Rubenstein referred to Latifah, 53, “as the ‘First Lady of Hip Hop,’” noting that the Grammy- and Emmy-winning performer and actress “shaped and innovated the art form in its earliest days, representing black women everywhere and using the idiom to become a powerful voice for change.”
Latifah said that she’s “humbled” by the recognition in a statement: “When we started on this journey decades ago, we were often told, ‘No.’ No, you won’t be able to leave New Jersey. No, if you rap you can’t sing. No, singers can’t become actresses. No, actors can’t also produce.”
“To now be recognized amongst so many multi-hyphenates feels unbelievable, not for just me and my team, but for our community. The work the Kennedy Center does is immeasurable so I’m beyond grateful for this recognition,” she continued.
The “U.N.I.T.Y.” musician’s induction is especially fitting, as this year’s ceremony will also include a tribute to the 50th anniversary of the hip-hop genre. “Hip-hop has been an important, thriving art form here at the Center for a number of years,” said Kennedy Center President Deborah F. Rutter in a statement. “What a privilege it is to bestow an Honors to the First Lady of Hip Hop who has inspired us along the way.”
Rubenstein’s statement also included a note about the Grammy-winning “I Say a Little Prayer” singer: “Soulful songstress Dionne Warwick has blazed a trail with her signature voice, scintillating presence, and trove of hits that has become a soundtrack of inspiration for generations of artists and audiences.”
Warwick, 82, wrote of the honor in a statement, “I’m exceptionally happy to be honored by the Kennedy Center. It’s very exciting to be recognized for my contributions to the music industry for the past 60 years.”
Rubenstein wrote of Fleming, a five-time Grammy winner “known as ‘America’s soprano,'” that she’s “captivated audiences worldwide with her luminous voice, incomparable artistry, and a knack for bringing opera into the mainstream for more than four decades.”
Fleming, 64, said in a statement that it’s “thrilling” to be included in this year’s group: “This award demonstrates the richness and range of the performing arts in our country, and the Kennedy Center’s celebration is a powerful expression of our culture.”
The vocalist added, “Music has defined the arc of my life, giving voice to an introverted child, taking me to places I never dreamed of visiting and people I never dreamed of meeting. Most of all, it has shown me the enormous potential for healing and joy that the arts offer everyone. Having looked with awe at the Honorees in that box at the Kennedy Center Opera House, I’m incredibly grateful to think I will be among them.”
Of Crystal, 75, an Emmy and Tony winner known for his roles in The Princess Bride, When Harry Met Sally… and Monsters, Inc., among other projects, Rubenstein said: “A true comedic icon and multi-talented artist since the 1980s who has kept millions laughing around the world, Billy Crystal is responsible for some of the most memorable stand-up moments and hilarious Hollywood scenes in the last half-century.”

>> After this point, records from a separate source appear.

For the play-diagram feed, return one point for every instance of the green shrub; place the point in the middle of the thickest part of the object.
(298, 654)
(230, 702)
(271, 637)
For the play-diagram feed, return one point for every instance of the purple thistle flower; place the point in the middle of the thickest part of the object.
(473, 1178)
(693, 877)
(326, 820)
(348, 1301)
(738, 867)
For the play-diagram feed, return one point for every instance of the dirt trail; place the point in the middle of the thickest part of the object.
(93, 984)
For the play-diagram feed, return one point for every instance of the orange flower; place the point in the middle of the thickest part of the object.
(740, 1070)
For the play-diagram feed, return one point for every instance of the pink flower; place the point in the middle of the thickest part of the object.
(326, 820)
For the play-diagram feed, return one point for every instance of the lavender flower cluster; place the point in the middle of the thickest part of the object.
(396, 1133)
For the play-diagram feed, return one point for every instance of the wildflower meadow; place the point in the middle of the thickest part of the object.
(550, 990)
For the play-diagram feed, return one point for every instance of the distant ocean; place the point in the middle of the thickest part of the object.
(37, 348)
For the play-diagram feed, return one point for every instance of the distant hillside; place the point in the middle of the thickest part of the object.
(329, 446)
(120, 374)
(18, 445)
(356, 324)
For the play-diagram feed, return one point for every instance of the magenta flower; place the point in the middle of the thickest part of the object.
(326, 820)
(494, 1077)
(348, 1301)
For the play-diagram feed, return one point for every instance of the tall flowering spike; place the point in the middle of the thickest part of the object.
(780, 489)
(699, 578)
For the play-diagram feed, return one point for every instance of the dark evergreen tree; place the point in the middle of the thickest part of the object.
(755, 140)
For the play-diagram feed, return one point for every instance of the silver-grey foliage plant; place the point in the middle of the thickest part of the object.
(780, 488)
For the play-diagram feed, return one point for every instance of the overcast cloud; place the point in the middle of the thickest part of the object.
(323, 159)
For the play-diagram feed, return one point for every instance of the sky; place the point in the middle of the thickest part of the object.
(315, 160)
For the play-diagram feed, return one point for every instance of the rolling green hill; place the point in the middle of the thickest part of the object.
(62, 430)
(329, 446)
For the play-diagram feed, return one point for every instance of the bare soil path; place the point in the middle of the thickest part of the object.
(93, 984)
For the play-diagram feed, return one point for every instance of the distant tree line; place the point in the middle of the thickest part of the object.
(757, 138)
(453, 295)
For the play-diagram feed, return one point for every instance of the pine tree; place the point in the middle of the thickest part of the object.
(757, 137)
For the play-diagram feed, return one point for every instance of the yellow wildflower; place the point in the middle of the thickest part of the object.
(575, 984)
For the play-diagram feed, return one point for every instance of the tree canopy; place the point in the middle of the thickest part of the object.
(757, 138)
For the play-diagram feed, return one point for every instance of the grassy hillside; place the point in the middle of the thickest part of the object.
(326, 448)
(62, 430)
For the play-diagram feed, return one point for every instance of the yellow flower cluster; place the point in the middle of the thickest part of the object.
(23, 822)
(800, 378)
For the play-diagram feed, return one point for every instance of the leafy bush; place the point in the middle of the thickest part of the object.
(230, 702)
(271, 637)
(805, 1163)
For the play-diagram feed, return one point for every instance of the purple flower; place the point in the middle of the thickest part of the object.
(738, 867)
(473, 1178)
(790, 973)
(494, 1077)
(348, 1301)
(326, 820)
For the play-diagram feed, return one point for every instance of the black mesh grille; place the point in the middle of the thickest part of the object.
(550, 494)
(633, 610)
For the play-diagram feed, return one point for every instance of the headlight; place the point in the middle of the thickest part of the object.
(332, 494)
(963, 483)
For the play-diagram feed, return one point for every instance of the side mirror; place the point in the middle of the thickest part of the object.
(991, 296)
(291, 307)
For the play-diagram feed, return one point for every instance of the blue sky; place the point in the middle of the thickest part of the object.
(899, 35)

Crystal expressed feeling “overwhelmed” by the honor in a statement: “I started performing when I was 5 years old, making my parents and family laugh. Those laughs have carried me my entire life and career. I so wish they could be at the Kennedy Center for this glorious occasion.”
He continued, “It has been a thrilling lifetime of performing in so many different arenas and my heart is full of gratitude to the Kennedy Center, my wife Janice, my children and grandchildren, our family and friends, and all the amazing people I’ve had the pleasure to work with. And finally, of course, my wonderful fans.”
Hosted by Gloria Estefan for the third time, the ceremony will be held at the JFK Center in Washington, D.C. It’ll air on CBS and stream on Paramount+.